For this example, we are going to use Chroma vector store. First, we'll add some documents to the vector store:

final openaiApiKey = Platform.environment['OPENAI_API_KEY']!;
final embeddings = OpenAIEmbeddings(apiKey: openaiApiKey);

final vectorStore = Chroma(embeddings: embeddings);
await vectorStore.addDocuments(
documents: const [
Document(pageContent: 'Payment methods: iDEAL, PayPal and credit card'),
Document(pageContent: 'Free shipping: on orders over 30€'),
],
);

Now we can use the vector store as a retriever in a chain:

final retriever = vectorStore.asRetriever();
final model = ChatOpenAI(apiKey: openaiApiKey);

final promptTemplate = ChatPromptTemplate.fromTemplate('''
Answer the question based only on the following context:
{context}

Question: {question}''');

final chain = Runnable.fromMap<String>({
'context': retriever | Runnable.mapInput((docs) => docs.join('\n')),
'question': Runnable.passthrough(),
}) | promptTemplate | model | StringOutputParser();

final res1 = await chain.invoke('What payment methods do you accept?');
print(res1);
// The payment methods accepted are iDEAL, PayPal, and credit card.

await chain.stream('How can I get free shipping?').forEach(stdout.write);
// To get free shipping, you need to place an order over 30€.

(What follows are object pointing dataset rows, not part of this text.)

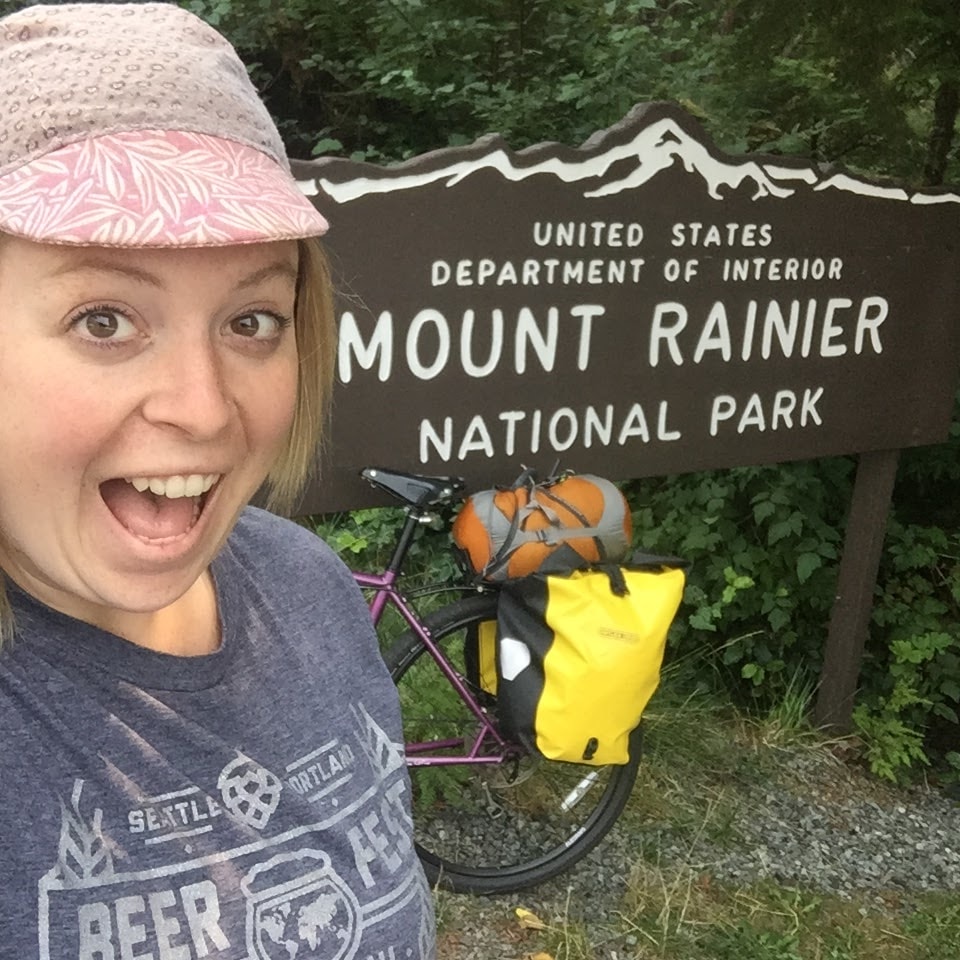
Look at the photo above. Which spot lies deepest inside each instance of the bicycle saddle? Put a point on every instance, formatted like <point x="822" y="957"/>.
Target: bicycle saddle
<point x="412" y="488"/>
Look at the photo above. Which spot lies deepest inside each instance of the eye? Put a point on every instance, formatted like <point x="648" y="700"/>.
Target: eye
<point x="259" y="325"/>
<point x="103" y="325"/>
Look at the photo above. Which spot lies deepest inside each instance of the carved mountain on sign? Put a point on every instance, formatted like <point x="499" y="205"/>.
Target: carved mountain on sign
<point x="655" y="137"/>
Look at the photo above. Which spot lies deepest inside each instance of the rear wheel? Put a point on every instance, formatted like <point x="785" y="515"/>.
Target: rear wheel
<point x="491" y="827"/>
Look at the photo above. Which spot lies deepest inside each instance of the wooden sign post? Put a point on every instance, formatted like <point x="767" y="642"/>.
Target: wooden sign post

Imagine that we now want to answer the question in a different language. We will need to pass two parameters when invoking the chain. We can use

final promptTemplate = ChatPromptTemplate.fromTemplate('''
Answer the question based only on the following context:
{context}

Question: {question}

Answer in the following language: {language}''');

final chain = Runnable.fromMap({
'context': Runnable.getItemFromMap<String>('question') |
(retriever | Runnable.mapInput((docs) => docs.join('\n'))),
'question': Runnable.getItemFromMap('question'),
'language': Runnable.getItemFromMap('language'),
}) |
promptTemplate |
model |
StringOutputParser();

final res1 = await chain.invoke({
'question': 'What payment methods do you accept?',
'language': 'es_ES',
});
print(res1);
// Aceptamos los siguientes métodos de pago: iDEAL, PayPal y tarjeta de crédito.

await chain.stream({
'question': 'How can I get free shipping?',
'language': 'nl_NL',
}).forEach(stdout.write);
// Om gratis verzending te krijgen, moet je bestellingen plaatsen van meer dan 30€.

Note: you may have noticed that we added parentheses around the retriever. This is to workaround the type inference limitations of Dart when using the | operator. You won't need them if you use .pipe instead.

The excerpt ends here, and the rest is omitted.